This is the title I chose for my personal blog, which is meant to give me an outlet for one of my favorite crafts – writing – plus to use an image from my favorite sport, golf. Out of college, my first job was as a reporter for the Daily Astorian in Astoria, Oregon, and I went on from there to practice writing in all my professional positions, including as press secretary in Washington, D.C. for a Democrat Congressman from Oregon (Les AuCoin), as an Oregon state government manager in Salem and Portland, as press secretary for Oregon’s last Republican governor (Vic Atiyeh), and as a private sector lobbyist. This blog also allows me to link another favorite pastime – politics and the art of developing public policy – to what I write. I could have called this blog “Middle Ground,” for that is what I long for in both politics and golf. The middle ground is often where the best public policy decisions lie. And it is where you want to be on a golf course.
I cannot believe this reality: Donald Trump is like Adolph Hitler!
Perish the thought.
I hate to start a week with this sobering comparison, but, yes, it’s real.
Unfortunately, it is true that the person who wants to be U.S. president again, Donald Trump, is a lot like Hitler, the despot who brought the world to war, even as he methodically killed more than six million Jews in what came to be called, “The Holocaust.”
It would not be an exaggeration to say that Hitler was the most evil person in history, though he would have competitors for that designation, including some we don’t know as well as Hitler.
Trump doesn’t oppose the Hitler comparison.
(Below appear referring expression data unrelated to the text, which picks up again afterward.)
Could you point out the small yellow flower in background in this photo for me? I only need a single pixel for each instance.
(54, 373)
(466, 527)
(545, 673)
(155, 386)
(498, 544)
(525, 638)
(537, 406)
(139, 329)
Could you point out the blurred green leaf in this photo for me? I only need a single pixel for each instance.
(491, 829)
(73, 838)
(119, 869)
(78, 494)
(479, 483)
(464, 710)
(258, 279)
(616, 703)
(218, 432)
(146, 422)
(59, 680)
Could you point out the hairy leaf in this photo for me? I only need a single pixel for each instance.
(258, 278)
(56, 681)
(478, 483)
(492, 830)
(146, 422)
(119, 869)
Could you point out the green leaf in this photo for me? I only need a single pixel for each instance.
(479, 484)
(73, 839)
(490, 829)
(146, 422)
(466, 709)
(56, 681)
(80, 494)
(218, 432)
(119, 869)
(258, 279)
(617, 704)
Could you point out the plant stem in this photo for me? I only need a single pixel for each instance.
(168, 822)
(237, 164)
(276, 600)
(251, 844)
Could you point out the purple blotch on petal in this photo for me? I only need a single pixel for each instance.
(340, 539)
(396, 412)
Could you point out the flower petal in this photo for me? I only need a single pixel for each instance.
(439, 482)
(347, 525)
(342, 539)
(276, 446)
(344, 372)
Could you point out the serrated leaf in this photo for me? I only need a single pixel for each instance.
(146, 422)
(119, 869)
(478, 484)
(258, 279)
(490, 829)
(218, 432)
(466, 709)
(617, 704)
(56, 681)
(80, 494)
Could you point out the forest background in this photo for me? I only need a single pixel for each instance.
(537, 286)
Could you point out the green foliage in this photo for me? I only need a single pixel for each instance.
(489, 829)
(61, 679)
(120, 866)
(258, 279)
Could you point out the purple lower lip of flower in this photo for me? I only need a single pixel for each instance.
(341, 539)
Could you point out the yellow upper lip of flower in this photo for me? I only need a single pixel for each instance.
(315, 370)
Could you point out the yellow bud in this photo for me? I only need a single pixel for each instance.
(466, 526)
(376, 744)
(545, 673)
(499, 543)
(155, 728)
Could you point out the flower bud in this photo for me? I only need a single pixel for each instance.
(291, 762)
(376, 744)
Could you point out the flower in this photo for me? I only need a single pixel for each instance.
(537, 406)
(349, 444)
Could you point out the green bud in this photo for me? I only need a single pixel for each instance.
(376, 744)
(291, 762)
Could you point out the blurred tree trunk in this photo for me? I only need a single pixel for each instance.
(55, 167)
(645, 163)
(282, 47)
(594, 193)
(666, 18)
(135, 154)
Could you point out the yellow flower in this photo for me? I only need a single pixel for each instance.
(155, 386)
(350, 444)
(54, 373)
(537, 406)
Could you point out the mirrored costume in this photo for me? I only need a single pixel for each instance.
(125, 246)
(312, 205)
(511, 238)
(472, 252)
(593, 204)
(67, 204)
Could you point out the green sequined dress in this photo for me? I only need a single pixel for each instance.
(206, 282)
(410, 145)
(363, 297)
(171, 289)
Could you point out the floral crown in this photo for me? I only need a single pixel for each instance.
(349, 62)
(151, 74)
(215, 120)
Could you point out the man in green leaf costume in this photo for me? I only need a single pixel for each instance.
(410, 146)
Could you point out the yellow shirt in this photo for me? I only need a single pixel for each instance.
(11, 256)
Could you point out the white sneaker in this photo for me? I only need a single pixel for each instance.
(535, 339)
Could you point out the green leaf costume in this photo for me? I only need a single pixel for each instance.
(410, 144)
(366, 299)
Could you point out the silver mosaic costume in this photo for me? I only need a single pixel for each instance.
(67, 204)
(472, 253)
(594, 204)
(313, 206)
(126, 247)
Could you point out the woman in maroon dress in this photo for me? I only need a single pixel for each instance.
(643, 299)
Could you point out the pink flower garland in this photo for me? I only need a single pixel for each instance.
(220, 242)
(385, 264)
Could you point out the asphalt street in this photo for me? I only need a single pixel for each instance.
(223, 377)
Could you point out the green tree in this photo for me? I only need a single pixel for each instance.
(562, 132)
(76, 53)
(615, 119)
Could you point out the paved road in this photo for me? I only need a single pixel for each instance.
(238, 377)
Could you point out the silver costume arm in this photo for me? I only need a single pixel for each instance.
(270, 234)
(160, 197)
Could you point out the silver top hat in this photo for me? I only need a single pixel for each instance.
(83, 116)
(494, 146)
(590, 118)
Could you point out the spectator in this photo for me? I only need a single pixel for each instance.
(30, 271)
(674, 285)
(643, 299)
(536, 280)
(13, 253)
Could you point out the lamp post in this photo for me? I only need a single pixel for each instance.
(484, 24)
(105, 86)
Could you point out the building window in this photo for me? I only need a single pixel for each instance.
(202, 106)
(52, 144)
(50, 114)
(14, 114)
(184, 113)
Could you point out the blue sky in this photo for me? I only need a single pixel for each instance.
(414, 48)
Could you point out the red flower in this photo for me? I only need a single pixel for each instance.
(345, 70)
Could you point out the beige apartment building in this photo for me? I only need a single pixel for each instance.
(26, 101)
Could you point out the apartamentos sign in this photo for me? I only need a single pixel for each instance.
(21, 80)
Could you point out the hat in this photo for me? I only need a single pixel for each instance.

He welcomes it. For one thing, he keeps a book of Hitler speeches close by so he could read them at leisure.
Some might argue that the Trump-Hitler comparison is over-blown, but here is a summary of evidence that supports it:
- All reputable media outlets reported what Trump recently said. He accused immigrants of “destroying the blood of our country” during a campaign rally in Iowa, repeating hateful rhetoric that echoed white supremacists and the genocidal Nazi dictator Hitler.
- More: “They’re destroying the blood of our country. That’s what they’re doing. They’re destroying our country. They don’t like it when I said that — and I never read Mein Kampf, referencing Hitler’s manifesto. They could be healthy, they could be very unhealthy, they could bring in disease that’s going to catch on in our country, but they do bring in crime, but they have them coming from all over the world. And they’re destroying the blood of our country. They’re destroying the fabric of our country.”
- For his part, Hitler, who repeatedly compared Jewish people to a blood poison within German society, wrote in Mein Kampf that “all great cultures of the past perished only because the originally creative race died out from blood poisoning,” and blamed Jews and other “undesirable” groups for said contamination.
- Within hours of Trump’s “they’re poisoning our country” comment, President Joe Biden’s campaign released a statement attacking Trump for having “channeled his role models as he parroted Adolf Hitler, praised Kim Jong Un, and quoted Vladimir Putin while running for president on a promise to rule as a dictator and threaten American democracy.”
- On a different point, ABC News reported that, when he was president, Trump reportedly complained that America’s military leaders were not “totally loyal” to him, telling his chief of staff, retired Marine Corps General John Kelly, “Why can’t you be loyal to only me.” Which is exactly what Hitler said to German officers from whom he expected total loyalty.
- Trump boasted to a Republican congressman that German Chancellor Angela Merkel had told him there was “only one” leader in history who had attracted crowds as large as Trump. The Republican congressman, an ally of Trump, couldn’t tell whether Trump knew that Merkel was referring to Hitler, who, of course, attracted massive crowds throughout his rule in Nazi Germany.
- Aaron Blake, writing in the Washington Post, says Donald Trump has long toyed with the language of famous autocrats, authoritarians and fascists. Think: “enemy of the people,” “retribution,” and the frequent, years-long allusions to political violence.
- The Washington Post summarized Trump’s Veterans Day speech with this headline: “Trump calls political enemies ‘vermin,’ echoing dictators Hitler, Mussolini.” Trump not only likened his political opponents to “vermin,” but suggested they represent a “threat from within” that is more dangerous than threats from beyond borders. Both are themes seized upon by strongmen to foment movements.
So, I say to all voters this year: Don’t give in to Trump on all his “trumped up” rhetoric, much of which is patterned after Hitler.
Recognize what Hitler did to his country, if not the world, and don’t let Trump get away with “Hitler-ism” again in the United States. He did once. Stop him a second time.